The new study appears in the journal PNAS and was authored by a team led by Steve Goldman, MD, PhD, co-director of the Center for Translational Neuromedicine at the University of Rochester and the University of Copenhagen. The findings represent a significant technical achievement that allows researchers to study the different cells that converge at individual synapses at a level of detail not previously achievable.

“It is one thing to understand the structure of the synapse from the literature, but it is another to see the precise geometry of interactions between individual cells with your own eyes,” said Abdellatif Benraiss, PhD, a research associate professor in the Center for Translational Neuromedicine and co-author of the study. “The ability to measure these extremely small environments is a young field, and holds the potential to advance our understanding of a number of neurodegenerative and neuropsychiatric diseases in which synaptic function is disturbed.”

The researchers used the new technique to compare the brains of healthy mice to mice carrying the mutant gene that causes Huntington’s disease. Prior research in Goldman’s lab has shown that dysfunctional astrocytes play a key role in the disease. Astrocytes are members of a family of support cells in the brain called glia, and help maintain the proper chemical environment at the synapse.

The researchers focused on synapses that involve medium spiny motor neurons, the progressive loss of these cells is a hallmark of Huntington’s disease. The researchers first had to identify synapses hidden within the tangle of the three different cells that converge at the site: the pre-synaptic axon from a distant neuron; its target, the post-synaptic medium spiny motor neuron; and the fiber processes of a neighboring astrocyte.

To do so, the investigators employed viruses to assign separate fluorescent tags to the axons, motor neurons, and astrocytes. They then removed the brains, imaged the areas of interest by multiphoton microscopy, and used a technique called infrared branding that employs lasers to create reference points in the brain tissue, which allowed the researchers to later relocate the cells of interest.

The team then examined the brain tissue using a serial block-face scanning electron microscope located at the University of Copenhagen, a research tool created to study the smallest structures of the brain.

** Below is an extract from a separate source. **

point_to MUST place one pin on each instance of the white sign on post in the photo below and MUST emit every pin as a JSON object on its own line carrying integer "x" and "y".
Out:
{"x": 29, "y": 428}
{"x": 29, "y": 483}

The device uses a diamond knife to serially remove and image ultrathin slices of brain tissue, creating 3D, nanometer scale models of the labeled cells and their interactions at the synapse.

“The models reveal the geometry and structural relationships between astrocytes and their partnered synapses, which is important because these cells must interact in a specific manner at the synapse,” said Carlos Benitez Villanueva, PhD, senior associate in Center for Translational Neuromedicine and first author of the study. “This approach gives us the ability to measure and describe the geometry of the synaptic environment, and to do so as a function of glial disease.”

In the brains of healthy mice, the team observed that astrocytic processes engaged with and completely enveloped the space around the disk-shaped synapse, creating a tight bond. In contrast, the astrocytes in Huntington’s mice were not as effective in investing or sequestering the synapse, leaving large gaps. This structural flaw allows potassium and glutamate — chemicals that regulate communication between cells — to leak from the synapse, potentially disrupting normal cell-cell communication.

Astrocyte dysfunction been linked with other conditions, including schizophrenia, amyotrophic lateral sclerosis, and frontotemporal dementias. The researchers believe this technique could greatly improve our understanding of the precise structural basis for those diseases. In particular, they point out that this technique might be used to evaluate the effectiveness of cell replacement strategies, which replace sick glial cells with healthy ones, for treating these diseases.

Additional co-authors include Hans Stephensen and Jon Sporring with the University of Copenhagen, and Rajmund Mokso with Lund University in Sweden. The study was supported with funding from the Novo Nordisk Foundation and the Lundbeck Foundation.